Grolier found a modest imitator in England in the person of Thomas Wotton, but with some at least of the Elizabethan book-lovers the havoc wrought in the old libraries by the commissioners of Henry VIII and Edward VI provoked an antiquarian reaction which led them to devote all their energies to collecting, from the unworthy hands into which they had fallen, such treasures of English literary and bookish art as still remained. Putting aside John Leland who worked (to what extent and with what success is not quite clear) for Henry VIII, Matthew Parker, Archbishop of Canterbury, was the earliest of these antiquaries, to the great benefit of the libraries of Lambeth Palace and of Corpus Christi College, Cambridge, though as to how he came by his books perhaps the less said the better. Parker was soon followed by Sir Robert Cotton, whose success in gathering books and documents illustrating English history was so great that his library was sequestered and very nearly altogether taken from him, on the plea that it contained state papers which no subject had a right to possess. Owing to the carelessness and brutality of the previous generation, Cotton’s opportunities were as great as his zeal in making use of them, and at the cost of his fortune he laid the foundations of a national library. Humbler men imitated him without being able to secure the same permanence for their collections, more especially Humphrey Dyson, a notary, who seems to have acquired early printed books and proclamations, with the same zeal which Cotton devoted to manuscripts. Many of his treasures passed into the hands of Richard Smith, the Secondary of the Poultry Compter, but at his sale they were scattered beyond recall, and the unity of one of the most interesting of English collections was thus unkindly destroyed. Both these men, and some others of whom even less is known, worked with a public aim, and already Sir Thomas Bodley had gone a step further by founding anew the University Library at Oxford on lines which at once gave it a national importance. This it preserved and developed for over a century and a half, and has never since lost, though no national help, unfortunately, has ever been given it, save the right already conceded by the Stationers’ Company, of claiming a copy of any new English book offered for sale.

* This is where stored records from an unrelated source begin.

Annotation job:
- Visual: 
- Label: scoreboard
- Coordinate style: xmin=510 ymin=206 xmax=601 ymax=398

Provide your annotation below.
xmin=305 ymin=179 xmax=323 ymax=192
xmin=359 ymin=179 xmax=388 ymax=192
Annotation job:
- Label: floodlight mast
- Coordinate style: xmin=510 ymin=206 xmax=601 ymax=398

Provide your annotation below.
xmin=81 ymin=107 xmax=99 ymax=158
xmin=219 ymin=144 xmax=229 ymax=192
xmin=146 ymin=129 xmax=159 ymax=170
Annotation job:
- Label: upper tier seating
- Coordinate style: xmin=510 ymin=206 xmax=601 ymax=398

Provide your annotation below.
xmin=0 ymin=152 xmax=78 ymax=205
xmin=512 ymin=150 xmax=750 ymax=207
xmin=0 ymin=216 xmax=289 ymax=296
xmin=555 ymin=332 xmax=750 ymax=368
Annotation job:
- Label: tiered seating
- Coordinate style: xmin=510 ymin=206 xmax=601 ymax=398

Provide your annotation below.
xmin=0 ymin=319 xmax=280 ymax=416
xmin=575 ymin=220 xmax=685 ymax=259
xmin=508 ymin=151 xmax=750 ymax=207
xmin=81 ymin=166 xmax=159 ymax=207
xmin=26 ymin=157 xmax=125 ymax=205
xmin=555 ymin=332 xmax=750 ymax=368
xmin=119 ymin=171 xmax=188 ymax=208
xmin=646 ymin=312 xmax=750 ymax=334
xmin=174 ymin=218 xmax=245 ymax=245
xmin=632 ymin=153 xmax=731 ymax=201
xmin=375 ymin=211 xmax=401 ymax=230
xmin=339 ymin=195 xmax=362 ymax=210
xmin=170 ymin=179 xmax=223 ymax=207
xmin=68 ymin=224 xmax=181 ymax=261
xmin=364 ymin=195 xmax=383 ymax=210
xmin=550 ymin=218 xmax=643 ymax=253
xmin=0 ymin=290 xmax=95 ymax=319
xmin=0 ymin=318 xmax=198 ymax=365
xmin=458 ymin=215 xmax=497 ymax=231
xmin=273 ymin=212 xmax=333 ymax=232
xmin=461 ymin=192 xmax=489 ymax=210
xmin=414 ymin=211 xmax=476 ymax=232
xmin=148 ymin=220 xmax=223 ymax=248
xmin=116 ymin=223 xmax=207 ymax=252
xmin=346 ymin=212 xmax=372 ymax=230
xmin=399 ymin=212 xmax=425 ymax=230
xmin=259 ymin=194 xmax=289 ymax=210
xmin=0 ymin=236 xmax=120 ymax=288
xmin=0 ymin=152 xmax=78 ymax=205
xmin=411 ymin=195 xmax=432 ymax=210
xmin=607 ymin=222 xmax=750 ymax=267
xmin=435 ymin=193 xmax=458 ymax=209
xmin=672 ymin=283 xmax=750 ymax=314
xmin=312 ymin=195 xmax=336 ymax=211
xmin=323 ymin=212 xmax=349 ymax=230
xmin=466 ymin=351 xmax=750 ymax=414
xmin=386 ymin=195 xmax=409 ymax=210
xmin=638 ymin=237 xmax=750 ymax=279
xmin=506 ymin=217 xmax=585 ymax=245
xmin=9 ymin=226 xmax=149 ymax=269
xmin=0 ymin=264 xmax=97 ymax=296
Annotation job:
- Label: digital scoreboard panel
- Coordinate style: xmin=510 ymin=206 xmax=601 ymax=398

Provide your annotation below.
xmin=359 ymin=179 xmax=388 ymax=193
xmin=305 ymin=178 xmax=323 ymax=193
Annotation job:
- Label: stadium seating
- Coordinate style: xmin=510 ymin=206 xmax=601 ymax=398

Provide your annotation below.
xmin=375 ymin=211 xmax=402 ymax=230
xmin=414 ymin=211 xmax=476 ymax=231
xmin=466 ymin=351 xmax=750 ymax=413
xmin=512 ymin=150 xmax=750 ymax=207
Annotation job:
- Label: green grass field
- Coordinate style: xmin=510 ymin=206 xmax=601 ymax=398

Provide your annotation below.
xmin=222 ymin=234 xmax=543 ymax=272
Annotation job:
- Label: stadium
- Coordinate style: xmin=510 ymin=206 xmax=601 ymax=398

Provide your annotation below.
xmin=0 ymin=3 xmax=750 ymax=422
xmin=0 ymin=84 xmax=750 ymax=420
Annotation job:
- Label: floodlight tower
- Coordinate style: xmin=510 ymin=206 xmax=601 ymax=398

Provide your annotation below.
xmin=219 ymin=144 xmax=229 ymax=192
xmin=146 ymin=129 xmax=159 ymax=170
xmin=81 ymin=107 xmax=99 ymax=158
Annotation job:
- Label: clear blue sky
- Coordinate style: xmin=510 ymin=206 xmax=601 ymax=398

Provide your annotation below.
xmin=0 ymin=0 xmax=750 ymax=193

Bodley’s munificent donation marked an epoch in the history of English book-collecting because its tendency was to make private book-collecting of the kind which was then admired incongruous and even absurd. When there were no public libraries open to scholars, for a great man to maintain a splendid library in his own house and allow students to read in it was worthy of Aristotle’s μεγαλόψυχος, the man who does everything on a scale that befits his dignity. But in proportion as public collections of books and facilities for obtaining access to them are increased, the preservation of a library on a large scale in a private house, where none of the inmates have any desire to use it, becomes an easy and justifiable object of satire. A man without literary instincts who inherits a fine library is indeed in a parlous state, for if he keeps it he is as a dog in the manger, and if he sells it he is held up to opprobrium.